The conservative justices and the abortion-rights advocates went back and forth on where the court should draw the line on allowing restrictions on abortion. Prelogar and Julie Rickelman, a lawyer representing the Mississippi abortion clinic in the case, insisted that it should be at fetal viability, around 23 or 24 weeks of pregnancy. 

According to Rickelman, the line of viability is “objectively verifiable and doesn’t delve into philosophical questions about when life begins.” This is in doubt, though. Some premature babies have survived after being born at 21 weeks, and many abortion-rights advocates deny that unborn babies have any moral standing at any point in a pregnancy.

Sotomayor said that believing an unborn baby has a right to be protected under law is a religious view. If so, why does the Supreme Court get to impose its “religious view” that the state can protect a fetus after 24 weeks but not before? She and her colleagues sit on the highest court in the land, not the Sanhedrin.

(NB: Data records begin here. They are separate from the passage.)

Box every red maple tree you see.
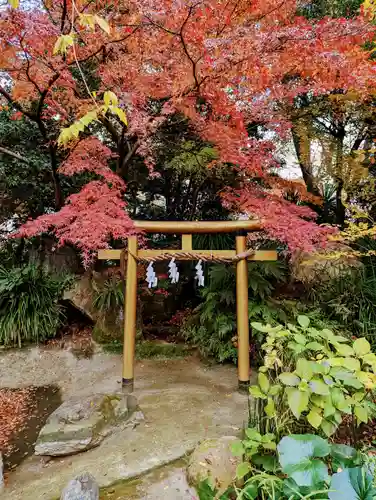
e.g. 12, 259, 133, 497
0, 0, 374, 259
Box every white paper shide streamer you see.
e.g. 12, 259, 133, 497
196, 260, 204, 286
146, 262, 158, 288
168, 258, 180, 283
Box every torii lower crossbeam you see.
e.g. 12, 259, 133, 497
98, 221, 277, 392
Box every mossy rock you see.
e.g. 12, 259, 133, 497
35, 394, 142, 457
103, 340, 190, 359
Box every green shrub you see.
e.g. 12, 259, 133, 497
93, 274, 124, 314
198, 429, 376, 500
250, 316, 376, 442
182, 261, 287, 363
0, 264, 71, 347
309, 239, 376, 348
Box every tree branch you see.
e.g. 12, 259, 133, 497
0, 146, 30, 165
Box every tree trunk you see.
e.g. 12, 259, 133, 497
291, 125, 321, 196
335, 127, 346, 229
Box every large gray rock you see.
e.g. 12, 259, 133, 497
35, 394, 143, 457
60, 472, 99, 500
187, 436, 242, 494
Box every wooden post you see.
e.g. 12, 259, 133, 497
181, 234, 192, 252
236, 233, 249, 390
123, 236, 137, 393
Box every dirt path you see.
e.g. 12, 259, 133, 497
0, 348, 253, 500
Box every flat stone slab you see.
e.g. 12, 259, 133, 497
35, 394, 135, 457
0, 349, 253, 500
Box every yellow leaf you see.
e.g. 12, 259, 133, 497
103, 90, 119, 106
53, 35, 74, 55
78, 14, 96, 30
114, 108, 128, 126
94, 16, 111, 35
79, 109, 98, 127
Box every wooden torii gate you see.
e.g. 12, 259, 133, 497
98, 220, 277, 393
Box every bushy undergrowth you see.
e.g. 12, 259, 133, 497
0, 263, 71, 347
308, 239, 376, 349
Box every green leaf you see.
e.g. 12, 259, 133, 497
336, 344, 355, 358
236, 462, 252, 479
241, 483, 258, 500
278, 372, 300, 387
309, 377, 330, 396
295, 358, 313, 380
294, 333, 307, 345
261, 442, 277, 451
249, 385, 267, 399
354, 405, 369, 424
321, 419, 338, 437
362, 352, 376, 365
345, 358, 360, 372
258, 372, 270, 394
245, 427, 262, 443
306, 341, 324, 351
231, 441, 245, 457
278, 434, 330, 486
330, 444, 361, 471
251, 323, 273, 333
286, 387, 309, 420
324, 399, 336, 418
329, 467, 376, 500
307, 409, 322, 429
269, 384, 281, 396
353, 338, 371, 357
265, 398, 276, 418
252, 454, 277, 472
297, 316, 310, 329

(Read more at the New York Post)

Maybe this COVID pandemic is a God-send, since it may get people to think about getting the court out of enforcing health

Maybe people will see the hypocrisy of shouting “my body, my choice” when it comes to killing a baby, but ignoring another person’s shout of “my body, my choice” when it comes to a jab to their own body.

Maybe people will see how the court has manufactured Roe from whole cloth now that both unelected and not-soon-to-face-election Democrats (and some RINOs, like Cheney) run roughshod over liberties in the name of a largely-manufactured crisis of COVID.

So, we need to pray for the opening of our own eyes to the predicament within our nation, our ability to communicate in a convincing and winsome way (but not childish), and the direction of our nation from here.